[SCSI] aic79xx: Update error recovery
authorHannes Reinecke <hare@suse.de>
Wed, 8 Mar 2006 11:58:16 +0000 (12:58 +0100)
committerJames Bottomley <jejb@mulgrave.il.steeleye.com>
Sun, 12 Mar 2006 15:05:18 +0000 (09:05 -0600)
This patch updates the error recovery. Routines for TARGET RESET
and ABORT COMMAND are split up as the logic is quite dissimilar.

Signed-off-by: Hannes Reinecke <hare@suse.de>
Signed-off-by: James Bottomley <James.Bottomley@SteelEye.com>
drivers/scsi/aic7xxx/aic79xx_osm.c

index cb5f7af606ed350058e7b37d223ec0cfd5470687..00d48a0fb7e14f5a3c49f355b876a8e1bb990404 100644 (file)

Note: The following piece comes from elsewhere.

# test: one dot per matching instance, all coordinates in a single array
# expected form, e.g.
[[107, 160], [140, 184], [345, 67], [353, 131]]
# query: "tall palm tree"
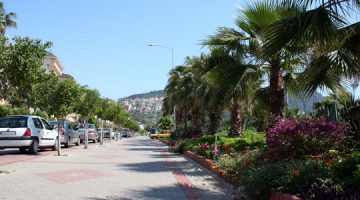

@@ -373,7 +373,7 @@ static void ahd_linux_handle_scsi_status(struct ahd_softc *,
                                         struct scb *);
 static void ahd_linux_queue_cmd_complete(struct ahd_softc *ahd,
                                         struct scsi_cmnd *cmd);
-static int  ahd_linux_queue_recovery_cmd(struct scsi_cmnd *cmd, scb_flag flag);
+static int ahd_linux_queue_abort_cmd(struct scsi_cmnd *cmd);
 static void ahd_linux_initialize_scsi_bus(struct ahd_softc *ahd);
 static u_int ahd_linux_user_tagdepth(struct ahd_softc *ahd,
                                     struct ahd_devinfo *devinfo);
@@ -648,10 +648,9 @@ static int
 ahd_linux_abort(struct scsi_cmnd *cmd)
 {
        int error;
+       
+       error = ahd_linux_queue_abort_cmd(cmd);
 
-       error = ahd_linux_queue_recovery_cmd(cmd, SCB_ABORT);
-       if (error != 0)
-               printf("aic79xx_abort returns 0x%x\n", error);
        return error;
 }
 
@@ -661,12 +660,97 @@ ahd_linux_abort(struct scsi_cmnd *cmd)
 static int
 ahd_linux_dev_reset(struct scsi_cmnd *cmd)
 {
-       int error;
+       struct ahd_softc *ahd;
+       struct ahd_linux_device *dev;
+       struct scb *reset_scb;
+       u_int  cdb_byte;
+       int    retval = SUCCESS;
+       int    paused;
+       int    wait;
+       struct  ahd_initiator_tinfo *tinfo;
+       struct  ahd_tmode_tstate *tstate;
+       unsigned long flags;
+       DECLARE_COMPLETION(done);
 
-       error = ahd_linux_queue_recovery_cmd(cmd, SCB_DEVICE_RESET);
-       if (error != 0)
-               printf("aic79xx_dev_reset returns 0x%x\n", error);
-       return error;
+       reset_scb = NULL;
+       paused = FALSE;
+       wait = FALSE;
+       ahd = *(struct ahd_softc **)cmd->device->host->hostdata;
+
+       scmd_printk(KERN_INFO, cmd,
+                   "Attempting to queue a TARGET RESET message:");
+
+       printf("CDB:");
+       for (cdb_byte = 0; cdb_byte < cmd->cmd_len; cdb_byte++)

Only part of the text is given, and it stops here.